Professional ratings
Review scores
| Source | Rating |
| DownBeat (Original Lp release) | Star |
| AllMusic | Star |
| The Rolling Stone Jazz Record Guide | Star |
| Encyclopedia of Popular Music | Star |
| The Penguin Guide to Jazz Recordings | Star |

==Music==

Among the pieces on the album, "Stolen Moments" is the best known and has become a jazz standard: a 16-bar piece with solos in a conventional 12-bar minor blues structure in C minor. "Hoe-Down", inspired by the fifth section of Aaron Copland's Rodeo, is built on a 44-bar structure (with 32-bar solos based on rhythm changes). "Cascades" modifies the traditional 32-bar AABA form by using a 16-bar minor blues for the A section, stretching the form to a total of 56 bars. The B-side of the album contains three tracks that hew closer to the 12-bar form: "Yearnin'", "Butch and Butch" and "Teenie's Blues" (which opens with two 12-bar choruses of bass solo by Chambers).

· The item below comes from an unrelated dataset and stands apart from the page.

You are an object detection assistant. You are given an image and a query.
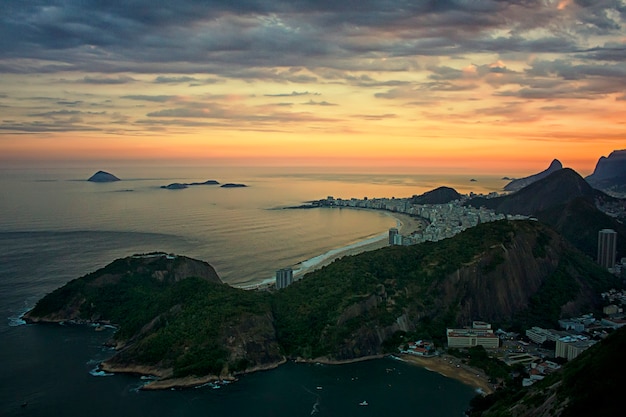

Nelson's later album, More Blues and the Abstract Truth (1964), features an entirely different (and larger) group of musicians and bears little resemblance to this record.

==Reception==
Writing in the December 21, 1961, issue of DownBeat magazine, jazz critic Don DeMicheal commented:Nelson's playing is like his writing: thoughtful, unhackneyed, and well constructed. Hubbard steals the solo honors with some of his best playing on record. Dolphy gets off some good solos too, his most interesting one on "Yearnin.

The Jazz Journal International cited the album as "one of the essential post-bop recordings".

It was voted number 333 in the third edition of Colin Larkin's All Time Top 1000 Albums (2000).

In 2026, The Blues and the Abstract Truth was selected by the Library of Congress for preservation in the National Recording Registry for its "cultural, historical or aesthetic importance in the nation's recorded sound heritage."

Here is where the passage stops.